Is it possible to compare values between N columns, row by row, on the same dataframe and set a new column counteing the repetitions?
From:
id | column1 | column2 | column3
0 | z | x | x
1 | y | y | y
2 | x | x | x
3 | x | x | x
4 | z | y | x
5 | w | w | w
6 | w | w | w
7 | w | w | w
To:
id | column1 | column2 | column3 | counter
0 | z | x | x | 0
1 | y | y | y | 1
2 | x | x | x | 2
3 | x | x | x | 2
4 | z | y | x | 0
5 | w | w | w | 3
6 | w | w | w | 3
7 | w | w | w | 3
Something like that: if(column1[someRow] == column1[anotherRow] & column2[someRow] == column2[anotherRow] & column3[someRow] == column3[anotherRow])
then counter[someRow]
CodePudding user response:
You can use:
# keep only relevant columns
df2 = df.drop(columns='id')
# are the values identical in the row?
m = df2.eq(df2.iloc[:, 0], axis=0).all(axis=1)

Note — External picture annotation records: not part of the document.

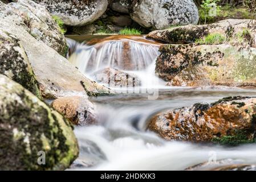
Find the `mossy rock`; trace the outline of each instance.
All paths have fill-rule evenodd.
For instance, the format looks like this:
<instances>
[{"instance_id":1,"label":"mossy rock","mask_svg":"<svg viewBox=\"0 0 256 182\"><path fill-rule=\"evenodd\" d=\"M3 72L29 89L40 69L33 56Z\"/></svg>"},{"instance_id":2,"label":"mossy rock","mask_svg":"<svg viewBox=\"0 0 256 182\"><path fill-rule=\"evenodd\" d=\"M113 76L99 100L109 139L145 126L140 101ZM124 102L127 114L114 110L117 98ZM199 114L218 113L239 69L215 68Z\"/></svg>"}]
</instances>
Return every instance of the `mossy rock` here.
<instances>
[{"instance_id":1,"label":"mossy rock","mask_svg":"<svg viewBox=\"0 0 256 182\"><path fill-rule=\"evenodd\" d=\"M37 81L19 40L0 29L0 74L7 76L40 98Z\"/></svg>"},{"instance_id":2,"label":"mossy rock","mask_svg":"<svg viewBox=\"0 0 256 182\"><path fill-rule=\"evenodd\" d=\"M235 96L160 113L148 128L167 140L237 146L256 142L256 98Z\"/></svg>"},{"instance_id":3,"label":"mossy rock","mask_svg":"<svg viewBox=\"0 0 256 182\"><path fill-rule=\"evenodd\" d=\"M0 88L0 170L68 168L79 154L70 122L2 75ZM45 164L40 165L42 151Z\"/></svg>"}]
</instances>

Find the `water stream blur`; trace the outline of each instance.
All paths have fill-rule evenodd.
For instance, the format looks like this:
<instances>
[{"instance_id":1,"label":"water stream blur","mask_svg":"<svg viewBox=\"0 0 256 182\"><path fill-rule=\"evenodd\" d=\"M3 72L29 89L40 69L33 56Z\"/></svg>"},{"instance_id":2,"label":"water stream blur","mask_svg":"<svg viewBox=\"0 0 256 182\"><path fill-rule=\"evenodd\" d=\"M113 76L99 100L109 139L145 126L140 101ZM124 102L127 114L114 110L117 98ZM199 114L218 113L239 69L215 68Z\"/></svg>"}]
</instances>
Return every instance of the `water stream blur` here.
<instances>
[{"instance_id":1,"label":"water stream blur","mask_svg":"<svg viewBox=\"0 0 256 182\"><path fill-rule=\"evenodd\" d=\"M228 159L230 164L256 164L256 144L227 147L166 141L147 130L147 119L160 111L197 102L210 103L230 96L255 96L254 90L229 88L197 90L165 86L162 81L156 84L155 64L160 43L143 37L117 36L86 43L71 40L68 42L72 47L69 60L87 76L111 67L135 73L143 78L143 85L159 89L155 100L149 100L145 93L92 98L97 107L99 123L75 129L80 151L72 169L183 170L208 162L213 154L217 160ZM127 44L129 49L124 51ZM124 56L128 57L128 68L124 67L124 51L128 55ZM221 165L209 164L202 169L212 169Z\"/></svg>"}]
</instances>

# count the number of occurrences per group
# and only keep the output when all values are identical
df['counter'] = df2.groupby(list(df2)).transform('size').where(m, 0)

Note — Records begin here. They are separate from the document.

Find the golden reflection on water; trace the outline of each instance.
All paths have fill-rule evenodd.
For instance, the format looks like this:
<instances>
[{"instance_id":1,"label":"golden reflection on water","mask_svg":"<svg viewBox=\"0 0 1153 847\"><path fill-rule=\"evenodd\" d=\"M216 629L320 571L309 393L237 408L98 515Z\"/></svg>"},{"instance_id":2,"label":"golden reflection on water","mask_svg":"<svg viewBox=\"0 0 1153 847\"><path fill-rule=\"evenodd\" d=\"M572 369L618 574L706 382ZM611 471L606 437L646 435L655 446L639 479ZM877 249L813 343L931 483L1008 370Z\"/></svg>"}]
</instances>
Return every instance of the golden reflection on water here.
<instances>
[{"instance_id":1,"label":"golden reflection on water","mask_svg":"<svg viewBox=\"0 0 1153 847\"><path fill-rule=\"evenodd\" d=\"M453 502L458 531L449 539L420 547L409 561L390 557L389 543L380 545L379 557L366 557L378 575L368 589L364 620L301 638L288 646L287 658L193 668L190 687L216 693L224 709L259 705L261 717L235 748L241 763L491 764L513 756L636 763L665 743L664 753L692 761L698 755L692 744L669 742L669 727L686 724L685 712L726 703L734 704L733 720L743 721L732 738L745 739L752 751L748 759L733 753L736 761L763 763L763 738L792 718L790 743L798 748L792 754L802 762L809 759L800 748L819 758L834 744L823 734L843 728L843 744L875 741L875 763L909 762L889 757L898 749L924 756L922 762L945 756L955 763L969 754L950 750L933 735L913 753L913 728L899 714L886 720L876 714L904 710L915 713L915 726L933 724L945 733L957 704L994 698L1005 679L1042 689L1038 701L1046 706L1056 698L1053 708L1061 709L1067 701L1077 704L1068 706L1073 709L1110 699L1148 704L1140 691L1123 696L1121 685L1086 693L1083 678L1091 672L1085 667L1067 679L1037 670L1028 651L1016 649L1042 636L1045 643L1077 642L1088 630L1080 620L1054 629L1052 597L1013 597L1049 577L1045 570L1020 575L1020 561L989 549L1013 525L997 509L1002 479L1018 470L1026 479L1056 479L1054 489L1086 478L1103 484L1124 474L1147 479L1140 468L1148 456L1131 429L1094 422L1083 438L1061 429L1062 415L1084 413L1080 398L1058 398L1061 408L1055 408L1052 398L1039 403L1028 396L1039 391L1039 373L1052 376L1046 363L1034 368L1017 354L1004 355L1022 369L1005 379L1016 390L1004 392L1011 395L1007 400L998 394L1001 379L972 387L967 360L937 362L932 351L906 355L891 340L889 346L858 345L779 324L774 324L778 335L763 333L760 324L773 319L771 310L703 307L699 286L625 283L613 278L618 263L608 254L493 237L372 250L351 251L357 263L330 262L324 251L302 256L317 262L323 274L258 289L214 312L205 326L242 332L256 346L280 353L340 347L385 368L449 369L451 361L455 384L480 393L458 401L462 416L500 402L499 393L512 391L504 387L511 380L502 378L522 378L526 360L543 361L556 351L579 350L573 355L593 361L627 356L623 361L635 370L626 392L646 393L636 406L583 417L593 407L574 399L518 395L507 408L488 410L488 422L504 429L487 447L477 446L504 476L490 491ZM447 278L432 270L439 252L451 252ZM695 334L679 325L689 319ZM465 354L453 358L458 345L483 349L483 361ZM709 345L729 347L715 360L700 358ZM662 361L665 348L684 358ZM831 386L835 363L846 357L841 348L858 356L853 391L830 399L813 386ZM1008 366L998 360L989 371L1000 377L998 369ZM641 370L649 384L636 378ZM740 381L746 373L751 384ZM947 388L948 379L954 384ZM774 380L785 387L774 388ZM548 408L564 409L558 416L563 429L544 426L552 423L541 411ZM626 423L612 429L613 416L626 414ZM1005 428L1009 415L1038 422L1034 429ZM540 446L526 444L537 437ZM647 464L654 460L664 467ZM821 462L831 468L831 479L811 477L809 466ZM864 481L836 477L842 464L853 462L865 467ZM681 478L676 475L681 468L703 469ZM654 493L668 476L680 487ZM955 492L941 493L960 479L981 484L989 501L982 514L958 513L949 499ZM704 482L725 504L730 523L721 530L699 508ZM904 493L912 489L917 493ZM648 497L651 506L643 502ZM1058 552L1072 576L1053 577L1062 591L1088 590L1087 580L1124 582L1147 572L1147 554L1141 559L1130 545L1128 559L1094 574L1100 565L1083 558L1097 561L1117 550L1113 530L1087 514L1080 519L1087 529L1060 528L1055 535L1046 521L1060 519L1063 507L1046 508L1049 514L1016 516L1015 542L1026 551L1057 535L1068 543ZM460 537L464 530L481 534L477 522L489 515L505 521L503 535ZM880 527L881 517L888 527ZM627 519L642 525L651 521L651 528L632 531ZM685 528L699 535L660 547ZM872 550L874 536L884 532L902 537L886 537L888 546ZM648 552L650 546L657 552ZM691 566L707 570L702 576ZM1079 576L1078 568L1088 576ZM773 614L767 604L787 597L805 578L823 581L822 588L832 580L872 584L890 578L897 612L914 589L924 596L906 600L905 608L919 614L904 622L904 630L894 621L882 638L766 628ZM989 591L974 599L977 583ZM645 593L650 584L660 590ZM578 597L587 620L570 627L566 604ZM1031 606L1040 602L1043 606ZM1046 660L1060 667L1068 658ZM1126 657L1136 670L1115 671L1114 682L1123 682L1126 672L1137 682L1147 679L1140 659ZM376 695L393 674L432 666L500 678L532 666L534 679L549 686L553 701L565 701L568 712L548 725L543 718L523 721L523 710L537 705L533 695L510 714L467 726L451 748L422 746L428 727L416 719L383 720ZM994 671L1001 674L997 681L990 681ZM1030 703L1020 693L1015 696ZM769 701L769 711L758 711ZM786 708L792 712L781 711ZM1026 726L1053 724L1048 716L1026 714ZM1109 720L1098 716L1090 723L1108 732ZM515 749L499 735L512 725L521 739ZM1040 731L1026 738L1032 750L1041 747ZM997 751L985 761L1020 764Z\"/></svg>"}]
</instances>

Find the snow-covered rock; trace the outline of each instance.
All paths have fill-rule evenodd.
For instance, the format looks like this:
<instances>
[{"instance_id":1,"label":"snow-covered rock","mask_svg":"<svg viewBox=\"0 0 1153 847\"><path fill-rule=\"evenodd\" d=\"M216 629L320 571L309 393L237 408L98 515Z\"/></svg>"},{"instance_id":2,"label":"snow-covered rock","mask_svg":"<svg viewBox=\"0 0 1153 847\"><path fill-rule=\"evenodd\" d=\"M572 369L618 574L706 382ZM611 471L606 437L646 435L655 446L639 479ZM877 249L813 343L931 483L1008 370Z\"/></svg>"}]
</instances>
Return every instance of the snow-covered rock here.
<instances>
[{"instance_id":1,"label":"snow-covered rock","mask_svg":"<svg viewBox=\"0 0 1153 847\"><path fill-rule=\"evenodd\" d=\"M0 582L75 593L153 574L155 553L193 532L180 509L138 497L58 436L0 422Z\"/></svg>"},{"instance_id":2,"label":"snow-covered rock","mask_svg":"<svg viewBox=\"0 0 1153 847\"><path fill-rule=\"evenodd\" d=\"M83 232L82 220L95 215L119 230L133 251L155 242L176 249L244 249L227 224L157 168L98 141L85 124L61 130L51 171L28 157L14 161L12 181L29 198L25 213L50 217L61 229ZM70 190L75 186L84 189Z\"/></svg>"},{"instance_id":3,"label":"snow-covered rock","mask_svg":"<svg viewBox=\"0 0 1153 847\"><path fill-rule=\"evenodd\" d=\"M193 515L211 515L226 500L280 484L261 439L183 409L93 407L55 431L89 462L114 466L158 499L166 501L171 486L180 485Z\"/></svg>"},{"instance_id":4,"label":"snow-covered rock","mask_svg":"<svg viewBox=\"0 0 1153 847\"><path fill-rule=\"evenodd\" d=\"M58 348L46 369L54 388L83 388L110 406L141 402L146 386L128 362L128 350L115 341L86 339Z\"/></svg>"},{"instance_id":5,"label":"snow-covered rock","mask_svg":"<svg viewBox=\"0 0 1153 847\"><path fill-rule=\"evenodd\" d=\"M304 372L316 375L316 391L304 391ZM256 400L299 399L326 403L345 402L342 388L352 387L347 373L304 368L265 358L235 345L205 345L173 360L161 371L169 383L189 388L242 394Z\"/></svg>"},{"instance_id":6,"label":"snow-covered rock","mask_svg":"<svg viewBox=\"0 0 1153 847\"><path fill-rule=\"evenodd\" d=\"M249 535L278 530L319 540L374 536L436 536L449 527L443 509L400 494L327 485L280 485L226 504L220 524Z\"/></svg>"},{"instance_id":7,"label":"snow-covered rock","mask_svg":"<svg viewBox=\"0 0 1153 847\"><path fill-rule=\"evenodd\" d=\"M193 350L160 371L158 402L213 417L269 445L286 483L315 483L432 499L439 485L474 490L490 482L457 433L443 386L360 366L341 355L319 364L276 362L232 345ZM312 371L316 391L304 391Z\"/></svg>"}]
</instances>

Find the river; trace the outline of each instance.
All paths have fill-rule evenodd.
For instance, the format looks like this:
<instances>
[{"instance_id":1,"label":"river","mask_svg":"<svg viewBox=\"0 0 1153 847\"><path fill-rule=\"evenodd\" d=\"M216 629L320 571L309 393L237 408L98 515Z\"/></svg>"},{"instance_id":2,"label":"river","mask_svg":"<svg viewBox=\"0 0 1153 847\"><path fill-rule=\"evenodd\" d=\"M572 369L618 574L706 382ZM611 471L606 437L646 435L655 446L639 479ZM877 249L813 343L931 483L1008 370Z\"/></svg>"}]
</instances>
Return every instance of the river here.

# for older pandas versions
# df['counter'] = df2.groupby(list(df2))[df2.columns[0]].transform('size').where(m, 0)
Output (with an extra row for clarity):
id column1 column2 column3 counter
0 0 z x x 0
1 1 y y y 1
2 2 x x x 2
3 3 x x x 2
4 4 z y x 0
5 5 w w w 1
Used input:
df = pd.DataFrame({'id': [0, 1, 2, 3, 4, 5],
'column1': ['z', 'y', 'x', 'x', 'z', 'w'],
'column2': ['x', 'y', 'x', 'x', 'y', 'w'],
'column3': ['x', 'y', 'x', 'x', 'x', 'w'],
})
CodePudding user response:
You can do:
s = df.drop("id", axis=1).nunique(1)
df["counter"] = (
df.groupby(df.where(s.eq(1))["column1"]).transform("size").fillna(0).astype(int)
)
#For previous versions of pandas
df["counter"] = (
df.groupby(df.where(s.eq(1))["column1"])["column1"]
.transform("size")
.fillna(0)
.astype(int)
)
print(df)
id column1 column2 column3 counter
0 0 z x x 0
1 1 y y y 1
2 2 x x x 2
3 3 x x x 2
4 4 z y x 0
5 5 w w w 1
What were are doing here is get number of unique elements across axis 1 (excluding column id
) using nunique
and then take those rows which have only one unique value and do a groupby.transform
with size
.